Un escándalo que comenzó como un chiste terminó afectando la relación entre Luciano Castro y Griselda Siciliani. Tras una serie de reproches y desencuentros, Siciliani decidió poner fin a la convivencia: dejó a Castro en Mar del Plata y viajó a Buenos Aires para retomar sus actividades laborales.

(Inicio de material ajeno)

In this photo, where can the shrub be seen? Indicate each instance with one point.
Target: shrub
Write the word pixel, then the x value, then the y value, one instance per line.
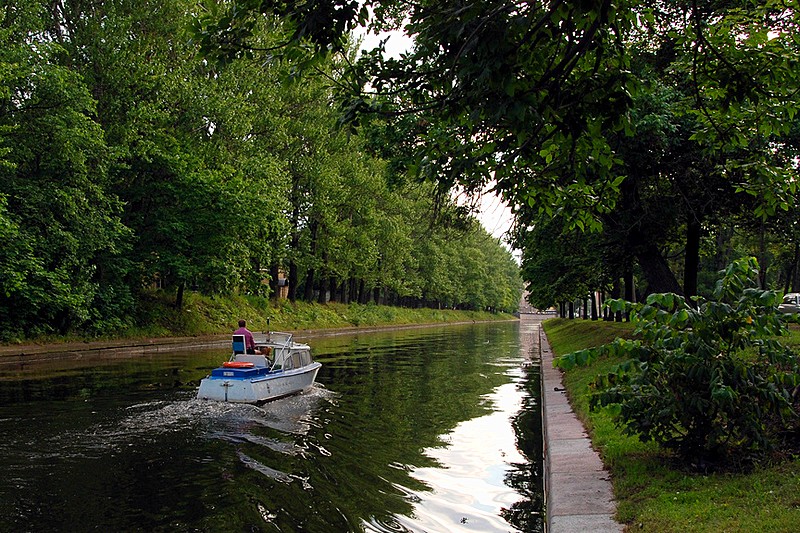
pixel 710 380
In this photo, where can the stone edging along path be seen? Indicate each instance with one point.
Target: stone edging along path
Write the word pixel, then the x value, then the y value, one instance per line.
pixel 578 490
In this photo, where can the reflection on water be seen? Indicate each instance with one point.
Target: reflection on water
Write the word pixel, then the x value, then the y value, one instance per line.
pixel 417 430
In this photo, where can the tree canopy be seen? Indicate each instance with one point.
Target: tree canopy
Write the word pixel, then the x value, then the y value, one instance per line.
pixel 552 103
pixel 130 163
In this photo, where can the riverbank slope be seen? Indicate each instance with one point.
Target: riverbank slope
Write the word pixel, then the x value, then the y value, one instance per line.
pixel 211 319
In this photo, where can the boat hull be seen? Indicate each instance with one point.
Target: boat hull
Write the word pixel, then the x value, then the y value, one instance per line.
pixel 256 385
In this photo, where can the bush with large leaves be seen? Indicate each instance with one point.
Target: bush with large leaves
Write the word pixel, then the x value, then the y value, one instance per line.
pixel 709 380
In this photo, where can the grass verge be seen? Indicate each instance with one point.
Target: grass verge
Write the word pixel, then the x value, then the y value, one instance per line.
pixel 654 494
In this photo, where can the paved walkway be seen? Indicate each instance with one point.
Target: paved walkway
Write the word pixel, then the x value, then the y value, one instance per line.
pixel 577 487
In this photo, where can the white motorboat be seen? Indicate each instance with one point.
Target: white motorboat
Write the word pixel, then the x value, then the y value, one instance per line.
pixel 280 367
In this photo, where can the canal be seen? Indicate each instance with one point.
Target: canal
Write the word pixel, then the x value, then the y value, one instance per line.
pixel 431 429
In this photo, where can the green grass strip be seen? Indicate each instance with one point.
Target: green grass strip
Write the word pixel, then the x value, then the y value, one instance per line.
pixel 654 494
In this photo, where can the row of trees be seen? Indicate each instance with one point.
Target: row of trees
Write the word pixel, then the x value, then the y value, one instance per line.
pixel 667 130
pixel 710 159
pixel 127 160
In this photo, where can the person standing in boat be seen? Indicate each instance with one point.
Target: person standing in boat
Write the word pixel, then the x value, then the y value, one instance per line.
pixel 249 342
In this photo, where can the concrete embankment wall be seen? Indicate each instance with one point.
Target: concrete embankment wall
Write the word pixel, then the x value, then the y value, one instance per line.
pixel 578 490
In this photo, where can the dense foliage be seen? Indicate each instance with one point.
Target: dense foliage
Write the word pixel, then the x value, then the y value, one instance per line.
pixel 710 381
pixel 129 161
pixel 670 126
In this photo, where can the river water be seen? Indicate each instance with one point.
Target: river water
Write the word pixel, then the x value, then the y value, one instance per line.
pixel 429 429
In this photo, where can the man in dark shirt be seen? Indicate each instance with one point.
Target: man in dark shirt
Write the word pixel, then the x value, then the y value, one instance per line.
pixel 249 342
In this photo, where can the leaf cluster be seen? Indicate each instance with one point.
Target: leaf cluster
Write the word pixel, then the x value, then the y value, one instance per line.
pixel 708 378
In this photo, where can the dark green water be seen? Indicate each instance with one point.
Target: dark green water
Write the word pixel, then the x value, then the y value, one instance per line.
pixel 434 429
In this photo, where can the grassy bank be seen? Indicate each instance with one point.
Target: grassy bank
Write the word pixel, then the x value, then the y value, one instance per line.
pixel 209 315
pixel 655 494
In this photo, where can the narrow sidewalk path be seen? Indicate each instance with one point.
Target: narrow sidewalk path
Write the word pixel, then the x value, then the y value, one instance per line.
pixel 578 490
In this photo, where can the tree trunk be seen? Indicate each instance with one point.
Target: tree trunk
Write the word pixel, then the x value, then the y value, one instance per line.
pixel 273 281
pixel 691 263
pixel 794 272
pixel 332 289
pixel 656 271
pixel 292 281
pixel 179 296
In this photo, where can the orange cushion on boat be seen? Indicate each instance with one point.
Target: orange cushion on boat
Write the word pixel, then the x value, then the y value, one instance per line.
pixel 238 364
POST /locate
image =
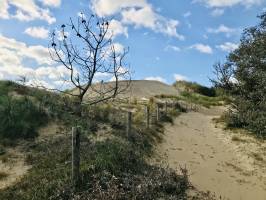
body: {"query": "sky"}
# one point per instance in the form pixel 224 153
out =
pixel 168 40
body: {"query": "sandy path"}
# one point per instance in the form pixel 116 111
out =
pixel 14 167
pixel 214 162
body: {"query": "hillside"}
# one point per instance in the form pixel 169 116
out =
pixel 143 89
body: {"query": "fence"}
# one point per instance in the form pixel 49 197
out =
pixel 144 113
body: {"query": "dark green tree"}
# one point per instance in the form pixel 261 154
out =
pixel 248 63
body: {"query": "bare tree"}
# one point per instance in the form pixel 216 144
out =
pixel 86 49
pixel 223 76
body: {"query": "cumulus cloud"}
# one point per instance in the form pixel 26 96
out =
pixel 37 32
pixel 217 12
pixel 12 63
pixel 25 10
pixel 187 14
pixel 138 13
pixel 230 3
pixel 179 77
pixel 156 78
pixel 172 47
pixel 4 9
pixel 51 3
pixel 222 29
pixel 110 7
pixel 227 46
pixel 116 28
pixel 202 48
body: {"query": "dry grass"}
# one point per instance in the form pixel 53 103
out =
pixel 3 175
pixel 236 138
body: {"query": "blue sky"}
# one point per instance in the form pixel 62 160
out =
pixel 168 40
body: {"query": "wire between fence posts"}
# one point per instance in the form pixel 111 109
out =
pixel 75 156
pixel 147 116
pixel 129 124
pixel 157 113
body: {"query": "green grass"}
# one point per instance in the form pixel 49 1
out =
pixel 201 99
pixel 195 88
pixel 3 175
pixel 110 169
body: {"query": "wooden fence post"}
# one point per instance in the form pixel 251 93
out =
pixel 157 113
pixel 129 122
pixel 165 104
pixel 147 116
pixel 75 156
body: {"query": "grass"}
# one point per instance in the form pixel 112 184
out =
pixel 3 175
pixel 257 156
pixel 238 139
pixel 110 169
pixel 195 98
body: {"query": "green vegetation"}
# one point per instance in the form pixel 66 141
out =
pixel 205 101
pixel 246 66
pixel 112 168
pixel 3 175
pixel 20 116
pixel 195 88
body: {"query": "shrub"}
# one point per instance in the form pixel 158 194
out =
pixel 20 118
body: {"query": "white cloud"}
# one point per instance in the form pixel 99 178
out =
pixel 187 14
pixel 110 7
pixel 117 28
pixel 228 46
pixel 230 3
pixel 156 78
pixel 217 12
pixel 4 9
pixel 37 52
pixel 172 47
pixel 119 48
pixel 12 63
pixel 25 10
pixel 202 48
pixel 51 3
pixel 146 17
pixel 138 13
pixel 222 29
pixel 179 77
pixel 37 32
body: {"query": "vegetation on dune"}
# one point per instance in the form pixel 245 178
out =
pixel 243 76
pixel 113 168
pixel 20 116
pixel 195 87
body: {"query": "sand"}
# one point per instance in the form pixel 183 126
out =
pixel 215 163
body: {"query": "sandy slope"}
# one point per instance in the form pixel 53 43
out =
pixel 139 89
pixel 14 167
pixel 214 161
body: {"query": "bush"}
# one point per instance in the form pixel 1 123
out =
pixel 195 87
pixel 20 118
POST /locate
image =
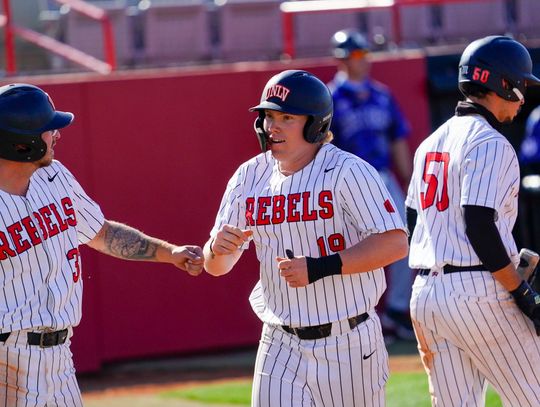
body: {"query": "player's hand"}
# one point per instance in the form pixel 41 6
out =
pixel 188 258
pixel 229 239
pixel 294 271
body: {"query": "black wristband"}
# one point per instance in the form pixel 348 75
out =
pixel 323 267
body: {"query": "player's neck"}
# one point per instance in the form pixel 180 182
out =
pixel 295 164
pixel 15 177
pixel 490 102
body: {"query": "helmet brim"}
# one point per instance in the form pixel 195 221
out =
pixel 532 80
pixel 59 121
pixel 266 105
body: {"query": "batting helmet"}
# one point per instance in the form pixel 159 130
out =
pixel 301 93
pixel 345 42
pixel 26 112
pixel 491 61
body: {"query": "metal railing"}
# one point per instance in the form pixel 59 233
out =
pixel 57 47
pixel 291 8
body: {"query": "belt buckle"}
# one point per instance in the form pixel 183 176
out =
pixel 42 336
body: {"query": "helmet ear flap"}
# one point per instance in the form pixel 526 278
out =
pixel 258 125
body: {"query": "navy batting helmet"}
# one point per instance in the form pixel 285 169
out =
pixel 26 112
pixel 301 93
pixel 346 42
pixel 494 60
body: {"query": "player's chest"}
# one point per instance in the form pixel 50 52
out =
pixel 34 221
pixel 288 201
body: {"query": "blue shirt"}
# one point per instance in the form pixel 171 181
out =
pixel 530 147
pixel 367 120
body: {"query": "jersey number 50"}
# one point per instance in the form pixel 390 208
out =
pixel 432 177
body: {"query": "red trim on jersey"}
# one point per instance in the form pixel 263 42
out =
pixel 306 214
pixel 325 202
pixel 292 214
pixel 262 205
pixel 278 209
pixel 388 206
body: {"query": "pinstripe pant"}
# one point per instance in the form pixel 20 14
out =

Castro permaneció en Mar del Plata, donde fue fotografiado sentado en la playa, pensativo y solo. Fuentes y panelistas que difundieron las imágenes comentaron que la pareja solía mostrarse afectuosa en Rumenco, donde él alquila una casa, pero que después de una nota pública ella dejó de aparecer junto a él; actualmente se lo ve también compartiendo tiempo con sus hijos.
El viernes 16 de enero, Alejandro Castelo informó en el programa A la tarde que la separación era oficial: tras una conversación en la que se pusieron las cosas sobre la mesa, Siciliani tomó la decisión de terminar la relación y Castro la comprendió, aunque la atraviesa con dolor. Antes del anuncio, la actriz evitó a los cronistas y mostró una actitud más evasiva de lo habitual, según señaló Adrián Pallares. Paula Varela agregó que Griselda parecía sobrepasada: lo que en un principio fue humor en redes y memes ahora tiene otra implicancia.